Well, your little digression about Christianity has been interesting, but it only strengthens my feeling that natural law theory is too religious.

What do you mean by "too religious"?

You only say there is a God because of the Bible.

I say there is a God because His reality is by far the best explanation of a great many features of our existence.  Including the fact that we exist.  The Bible agrees, but it would be true even if there were no Bible.

Be that as it may, morality stems from human need and interest.

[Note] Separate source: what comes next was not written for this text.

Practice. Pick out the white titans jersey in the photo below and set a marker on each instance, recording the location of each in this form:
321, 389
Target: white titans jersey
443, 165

Is this what you mean?  We are so made that we need to love God; we are so made that we need to love our neighbors; we are so made that we need to develop the virtues.  Also, we are so made as to be interested in truth; we are so made as to be receptive to the demands of friendship; we are so made as to be attracted, despite ourselves, to moral goodness.  These are what I call human need and interest -- the needs and interests which arise from the design of human nature.

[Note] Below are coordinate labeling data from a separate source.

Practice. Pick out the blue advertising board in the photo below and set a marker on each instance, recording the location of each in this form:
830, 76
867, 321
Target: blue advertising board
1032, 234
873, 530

No, that's not what I mean.

Then what do you mean?

I'm not sure, but not that.

Could it be that you want man to be to himself what God has been to man hitherto?

What if I do?  What would be wrong with that?

I see three problems with it, all very practical.  The first problem is that if man is to assume the office of God to himself, he will have to square it with the present occupant.  I think he may find that difficult.

Not if there is no God.

That's a mighty big counterfactual.  But the second problem is that you're too late.  Man has already been created.  He has already been provided with being.  It is too late for him to give himself a different being than he has.

But it's not too late to change it.

To monkey with it, you mean.  The third problem is that when you say "man," you mean some men.

Why?

You say you want man to be to himself what God has been to man.  But what God has been to man is man's absolute superior, and man cannot be his own superior.  A thing can be equal to itself, but it cannot be greater than itself.  So when you say you want man to be to himself what God has been to man hitherto, you mean you want some men to be to other men what God has been to man.  You want some men to be the absolute superiors of others.  I assume --

That's not what I --

Let me finish.  I assume that you want to be in the former group and not in the latter.  And so when you say morality stems from human need and interest, you mean you want it to stem from your needs and interests, over against the needs and interests of the others.

That's not what I mean at all.

Forgive me, but it is exactly what you mean.  You say you want to change the human design.  But in that case there must be two groups:  Those who cause the change, and those who result from it.  And the former hold all the cards.

The future men will thank us for it.

If you have changed them, will they be men?